The higher demand and less capacity could mean significant delays in processing new Medicaid applications and renewals for current beneficiaries when people need coverage the most. States should shift staff and other scarce resources toward helping people get and keep coverage and away from actions that would cost beneficiaries their coverage, and they should implement policies to reduce state administrative workloads.

The Families First Coronavirus Response Act should help states do so. It provides an estimated $36 billion in additional federal funding to states. For states to be eligible for the funds, they must abide by a maintenance-of-effort (MOE) provision that’s designed to protect people’s access to health coverage during the crisis. Among other requirements, states are barred from ending coverage during the national public health emergency, except for individuals who voluntarily end their coverage or move out of state.
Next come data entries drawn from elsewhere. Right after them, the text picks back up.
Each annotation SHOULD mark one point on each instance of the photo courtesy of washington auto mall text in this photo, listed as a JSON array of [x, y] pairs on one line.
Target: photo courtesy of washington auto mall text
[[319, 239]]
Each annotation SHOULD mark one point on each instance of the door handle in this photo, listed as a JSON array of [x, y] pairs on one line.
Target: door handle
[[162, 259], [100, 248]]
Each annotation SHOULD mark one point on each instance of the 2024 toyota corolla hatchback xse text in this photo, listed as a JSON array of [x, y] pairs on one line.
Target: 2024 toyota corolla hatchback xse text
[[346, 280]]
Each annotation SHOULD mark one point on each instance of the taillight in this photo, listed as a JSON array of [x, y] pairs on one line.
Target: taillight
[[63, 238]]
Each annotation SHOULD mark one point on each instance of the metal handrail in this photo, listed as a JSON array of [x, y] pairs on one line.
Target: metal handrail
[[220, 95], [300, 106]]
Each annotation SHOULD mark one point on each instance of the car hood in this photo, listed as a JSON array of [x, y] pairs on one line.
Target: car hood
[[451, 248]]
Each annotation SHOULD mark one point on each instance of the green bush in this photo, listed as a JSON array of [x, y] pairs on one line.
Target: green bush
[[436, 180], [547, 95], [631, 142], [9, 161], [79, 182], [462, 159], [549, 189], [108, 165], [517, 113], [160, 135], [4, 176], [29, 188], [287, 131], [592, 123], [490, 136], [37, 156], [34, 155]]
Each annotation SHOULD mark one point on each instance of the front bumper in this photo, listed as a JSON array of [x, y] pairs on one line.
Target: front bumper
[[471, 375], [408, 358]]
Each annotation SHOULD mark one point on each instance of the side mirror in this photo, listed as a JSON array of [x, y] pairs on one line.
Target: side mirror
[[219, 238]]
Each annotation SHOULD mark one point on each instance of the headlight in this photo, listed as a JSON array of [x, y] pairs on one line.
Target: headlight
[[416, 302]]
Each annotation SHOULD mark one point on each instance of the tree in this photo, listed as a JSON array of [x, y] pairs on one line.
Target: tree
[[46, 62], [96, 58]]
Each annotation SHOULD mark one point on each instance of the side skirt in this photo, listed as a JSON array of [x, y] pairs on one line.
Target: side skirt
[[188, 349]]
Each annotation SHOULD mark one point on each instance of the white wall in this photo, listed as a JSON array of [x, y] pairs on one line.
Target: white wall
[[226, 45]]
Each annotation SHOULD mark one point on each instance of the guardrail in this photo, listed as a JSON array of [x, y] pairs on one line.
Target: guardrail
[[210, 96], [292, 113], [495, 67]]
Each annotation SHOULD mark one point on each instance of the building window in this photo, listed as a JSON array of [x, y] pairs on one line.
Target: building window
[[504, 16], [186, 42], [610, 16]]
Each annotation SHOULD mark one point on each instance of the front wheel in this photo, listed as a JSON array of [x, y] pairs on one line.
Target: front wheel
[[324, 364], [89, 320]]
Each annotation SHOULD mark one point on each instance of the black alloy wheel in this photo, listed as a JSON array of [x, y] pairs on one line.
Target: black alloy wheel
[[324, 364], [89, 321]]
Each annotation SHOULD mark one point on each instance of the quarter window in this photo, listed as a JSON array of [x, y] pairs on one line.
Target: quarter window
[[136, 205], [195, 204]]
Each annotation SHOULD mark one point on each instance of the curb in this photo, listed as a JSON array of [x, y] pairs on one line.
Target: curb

To comply, while also freeing up resources to process new applications and minimize disruptions in coverage, agencies should stop activities that would end coverage for current beneficiaries or those who enroll during the public health emergency. That includes:

  • Ceasing redeterminations. That will help states satisfy the MOE provision that prevents them from ending coverage during the public health emergency, while also significantly reducing caseworker workload, incoming mail, and beneficiary confusion.
  • Stopping the use of periodic income checks. Information that states receive though their periodic income checks is usually months old. Under current circumstances, periodic checks of wage databases are certain to provide faulty information for people who have lost their jobs or whose income has fallen sharply. To satisfy the MOE provisions and reduce Medicaid agencies’ workloads, states must stop ending coverage based on periodic income checks.
  • Ceasing the implementation of restrictive waivers, such as premiums and work requirements, that make it harder for people to stay enrolled and are often hard for states to implement.

Agencies have additional flexibility to implement policies that reduce their workload and help beneficiaries. To ensure that people can easily and quickly get coverage, agencies should simplify and expedite application processing. They should:

  • Immediately enroll applicants who are eligible based on the information they provide on their applications and obtain any needed verification after enrollment.
  • Verify income through electronic data sources whenever possible. If electronic data aren’t reasonably compatible with the information the applicant provides, accept a reasonable explanation (e.g., the employer closed due to the public health emergency). For income that can’t be verified electronically, accept an applicant’s information on a case-by-case basis when obtaining or submitting documents would be hard due to employer and other office closures.
  • Maximize the use of presumptive eligibility, which lets qualified entities like hospitals and other health care providers screen for eligibility and temporarily enroll individuals in Medicaid. States can let additional qualified entities, such as social service agencies, temporarily enroll clients when they seek assistance. While that might require some upfront state effort, it could provide an expedited pathway to enrollment during the public health emergency.